You are looking into different metrics:
Latency: JMeter measures the latency from just before sending the request to just after the first response has been received.
Elapsed time: JMeter measures the elapsed time from just before sending the request to just after the last response has been received.
So Latency is included into response time, it is so-called Time To First Byte and Elapsed Time is the Time to Last Byte. My expectation is that you should be sticking to what JMeter reports so you won't be confused with the metrics coming from different sources, JMeter is at least open source therefore you have the confidence regarding how the metrics are calculated.

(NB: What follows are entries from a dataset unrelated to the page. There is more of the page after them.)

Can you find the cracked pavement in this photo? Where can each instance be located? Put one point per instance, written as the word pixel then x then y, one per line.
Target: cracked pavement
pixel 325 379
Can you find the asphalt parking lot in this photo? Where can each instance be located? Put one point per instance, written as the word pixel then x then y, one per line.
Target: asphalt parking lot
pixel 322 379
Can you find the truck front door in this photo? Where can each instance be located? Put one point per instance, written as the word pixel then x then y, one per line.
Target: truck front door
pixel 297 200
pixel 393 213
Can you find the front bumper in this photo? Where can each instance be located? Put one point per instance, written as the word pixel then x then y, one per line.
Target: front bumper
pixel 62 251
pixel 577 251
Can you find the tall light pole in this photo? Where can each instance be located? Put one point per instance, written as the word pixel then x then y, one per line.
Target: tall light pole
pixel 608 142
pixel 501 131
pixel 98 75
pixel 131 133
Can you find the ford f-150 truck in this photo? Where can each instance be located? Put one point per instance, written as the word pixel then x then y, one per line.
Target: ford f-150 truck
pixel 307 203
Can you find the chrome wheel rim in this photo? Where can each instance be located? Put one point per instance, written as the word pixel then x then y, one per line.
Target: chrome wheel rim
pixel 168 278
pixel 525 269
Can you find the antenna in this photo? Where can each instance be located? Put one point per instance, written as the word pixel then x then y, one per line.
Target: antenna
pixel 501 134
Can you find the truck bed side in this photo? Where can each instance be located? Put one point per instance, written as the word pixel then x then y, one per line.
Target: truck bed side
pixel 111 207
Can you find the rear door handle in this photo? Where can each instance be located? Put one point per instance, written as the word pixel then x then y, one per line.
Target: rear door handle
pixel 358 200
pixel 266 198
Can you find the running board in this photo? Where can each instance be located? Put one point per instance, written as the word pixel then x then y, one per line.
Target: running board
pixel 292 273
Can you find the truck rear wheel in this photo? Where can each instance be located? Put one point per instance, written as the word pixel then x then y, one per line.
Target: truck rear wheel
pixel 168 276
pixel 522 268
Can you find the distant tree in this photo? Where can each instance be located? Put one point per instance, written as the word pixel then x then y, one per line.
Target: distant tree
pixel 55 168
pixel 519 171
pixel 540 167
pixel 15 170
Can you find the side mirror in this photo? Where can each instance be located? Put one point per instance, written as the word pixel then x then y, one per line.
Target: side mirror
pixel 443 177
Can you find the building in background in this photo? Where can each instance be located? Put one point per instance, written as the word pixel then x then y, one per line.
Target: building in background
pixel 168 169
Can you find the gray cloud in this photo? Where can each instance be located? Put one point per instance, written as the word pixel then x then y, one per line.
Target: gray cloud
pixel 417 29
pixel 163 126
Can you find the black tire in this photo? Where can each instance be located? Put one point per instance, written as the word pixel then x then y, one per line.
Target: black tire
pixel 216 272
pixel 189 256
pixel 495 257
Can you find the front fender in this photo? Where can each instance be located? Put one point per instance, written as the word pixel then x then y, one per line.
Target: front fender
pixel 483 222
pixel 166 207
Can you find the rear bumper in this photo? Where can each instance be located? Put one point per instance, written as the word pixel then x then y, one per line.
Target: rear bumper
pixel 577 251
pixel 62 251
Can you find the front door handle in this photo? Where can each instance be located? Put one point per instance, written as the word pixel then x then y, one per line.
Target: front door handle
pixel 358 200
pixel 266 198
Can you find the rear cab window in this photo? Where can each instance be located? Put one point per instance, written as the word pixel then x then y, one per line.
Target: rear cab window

If response time of 3 seconds is too high you can start looking into the reasons for this which could be:
Your API server is simply overloaded, check out CPU, RAM, Network, Disk usage using i.e. aforementioned Amazon CloudWatch or JMeter PerfMon Plugin
Your application configuration might not be ready for high loads. The majority of web/application/database servers defaults are suitable for application development and debugging only (same applies to JMeter) so most probably you will need to tune infrastructure.
Your application uses non-optimal algorithms. Use profiler tools to inspect where it spends time, what are the "heaviest" methods, how long database calls last, etc.

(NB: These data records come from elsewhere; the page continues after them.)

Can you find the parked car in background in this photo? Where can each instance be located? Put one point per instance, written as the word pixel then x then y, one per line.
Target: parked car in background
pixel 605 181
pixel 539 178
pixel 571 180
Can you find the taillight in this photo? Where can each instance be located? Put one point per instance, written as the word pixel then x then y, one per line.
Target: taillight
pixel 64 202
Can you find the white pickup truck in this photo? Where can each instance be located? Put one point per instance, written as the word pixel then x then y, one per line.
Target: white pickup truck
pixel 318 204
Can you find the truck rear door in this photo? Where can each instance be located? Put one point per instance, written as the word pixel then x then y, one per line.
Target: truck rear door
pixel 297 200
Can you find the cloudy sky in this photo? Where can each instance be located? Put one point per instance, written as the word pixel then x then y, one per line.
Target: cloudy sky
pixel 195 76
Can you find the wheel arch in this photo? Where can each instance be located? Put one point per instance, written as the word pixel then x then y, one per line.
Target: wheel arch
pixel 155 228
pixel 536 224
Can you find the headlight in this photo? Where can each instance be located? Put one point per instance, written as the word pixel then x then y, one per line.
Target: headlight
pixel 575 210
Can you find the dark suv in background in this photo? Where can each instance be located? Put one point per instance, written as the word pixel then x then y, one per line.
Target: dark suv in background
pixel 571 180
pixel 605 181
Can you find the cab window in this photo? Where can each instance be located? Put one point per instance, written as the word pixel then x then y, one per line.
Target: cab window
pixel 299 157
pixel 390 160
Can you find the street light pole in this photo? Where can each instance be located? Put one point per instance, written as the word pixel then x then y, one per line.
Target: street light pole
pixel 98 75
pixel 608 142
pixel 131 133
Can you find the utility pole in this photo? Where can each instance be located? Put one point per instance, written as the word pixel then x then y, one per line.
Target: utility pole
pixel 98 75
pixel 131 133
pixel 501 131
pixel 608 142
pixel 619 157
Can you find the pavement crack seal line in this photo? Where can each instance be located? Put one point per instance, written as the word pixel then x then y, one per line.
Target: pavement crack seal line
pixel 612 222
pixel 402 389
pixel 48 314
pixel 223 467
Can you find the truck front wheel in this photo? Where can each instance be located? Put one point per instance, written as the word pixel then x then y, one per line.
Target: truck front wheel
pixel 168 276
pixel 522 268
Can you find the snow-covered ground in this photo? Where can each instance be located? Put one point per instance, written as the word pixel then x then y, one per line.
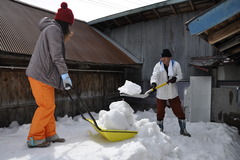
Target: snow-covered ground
pixel 209 141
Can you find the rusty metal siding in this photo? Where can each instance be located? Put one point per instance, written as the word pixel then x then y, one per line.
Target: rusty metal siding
pixel 146 41
pixel 19 33
pixel 18 104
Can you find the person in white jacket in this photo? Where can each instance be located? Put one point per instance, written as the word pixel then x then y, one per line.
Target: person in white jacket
pixel 168 70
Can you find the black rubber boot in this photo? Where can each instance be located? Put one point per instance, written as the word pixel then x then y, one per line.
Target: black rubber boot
pixel 182 124
pixel 160 124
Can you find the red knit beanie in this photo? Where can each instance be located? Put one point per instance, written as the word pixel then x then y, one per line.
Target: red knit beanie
pixel 64 14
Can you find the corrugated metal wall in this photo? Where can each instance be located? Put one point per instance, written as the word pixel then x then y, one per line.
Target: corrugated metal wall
pixel 147 39
pixel 18 104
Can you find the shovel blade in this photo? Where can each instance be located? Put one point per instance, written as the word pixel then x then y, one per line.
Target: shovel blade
pixel 135 95
pixel 114 135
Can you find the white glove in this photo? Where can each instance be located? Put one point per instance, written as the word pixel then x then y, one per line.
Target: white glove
pixel 67 83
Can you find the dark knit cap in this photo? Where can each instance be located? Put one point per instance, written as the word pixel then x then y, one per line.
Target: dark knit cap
pixel 64 14
pixel 166 53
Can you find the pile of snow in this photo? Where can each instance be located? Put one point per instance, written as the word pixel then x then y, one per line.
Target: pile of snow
pixel 209 141
pixel 120 116
pixel 130 88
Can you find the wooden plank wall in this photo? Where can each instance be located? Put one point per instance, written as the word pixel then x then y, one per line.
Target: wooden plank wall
pixel 145 40
pixel 18 104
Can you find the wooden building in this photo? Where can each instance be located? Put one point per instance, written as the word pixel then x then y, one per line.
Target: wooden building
pixel 213 50
pixel 97 66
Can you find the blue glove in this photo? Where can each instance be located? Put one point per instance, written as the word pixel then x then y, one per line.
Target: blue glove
pixel 67 83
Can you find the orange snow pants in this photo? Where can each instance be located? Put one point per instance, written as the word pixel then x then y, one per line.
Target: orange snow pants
pixel 43 122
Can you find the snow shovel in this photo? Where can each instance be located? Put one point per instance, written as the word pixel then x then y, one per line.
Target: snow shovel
pixel 111 135
pixel 145 95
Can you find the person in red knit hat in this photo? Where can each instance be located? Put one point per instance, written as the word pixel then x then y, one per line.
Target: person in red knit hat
pixel 46 72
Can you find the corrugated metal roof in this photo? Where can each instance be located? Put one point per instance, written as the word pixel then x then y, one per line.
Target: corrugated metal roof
pixel 219 26
pixel 151 12
pixel 19 32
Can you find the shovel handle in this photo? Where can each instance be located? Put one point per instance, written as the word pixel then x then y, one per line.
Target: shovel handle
pixel 159 86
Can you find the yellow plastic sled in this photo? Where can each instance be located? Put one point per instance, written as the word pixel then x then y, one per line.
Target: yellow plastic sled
pixel 111 135
pixel 114 135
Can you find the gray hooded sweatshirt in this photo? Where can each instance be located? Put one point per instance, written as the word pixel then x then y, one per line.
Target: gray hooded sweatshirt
pixel 47 63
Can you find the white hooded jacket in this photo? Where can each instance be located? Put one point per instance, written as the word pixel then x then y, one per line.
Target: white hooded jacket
pixel 159 76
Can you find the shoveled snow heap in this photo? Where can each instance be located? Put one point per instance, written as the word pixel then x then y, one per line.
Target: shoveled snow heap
pixel 120 116
pixel 130 88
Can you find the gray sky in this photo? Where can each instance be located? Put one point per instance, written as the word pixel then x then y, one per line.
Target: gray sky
pixel 88 10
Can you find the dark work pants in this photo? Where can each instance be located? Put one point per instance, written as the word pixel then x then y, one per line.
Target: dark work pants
pixel 174 103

Also if your application is behind the ELB JMeter can cache IP address of one of the entry nodes and all your requests will be hitting only one host. To avoid this situation add DNS Cache Manager to your Test Plan.
References:
JMeter Glossary
JMeter Best Practices
The DNS Cache Manager: The Right Way To Test Load Balanced Apps

Related

How much maximum thread capacity of jmeter command line mode?

I have to test load testing for 32000 users, duration 15 minutes. And I have run it on command line mode. Threads--300, ramp up--100, loop 1. But after showing some data, it is freeze. So I can't get the full report/html. Even i can't run for 50 users. How can I get rid of this. Please let me know.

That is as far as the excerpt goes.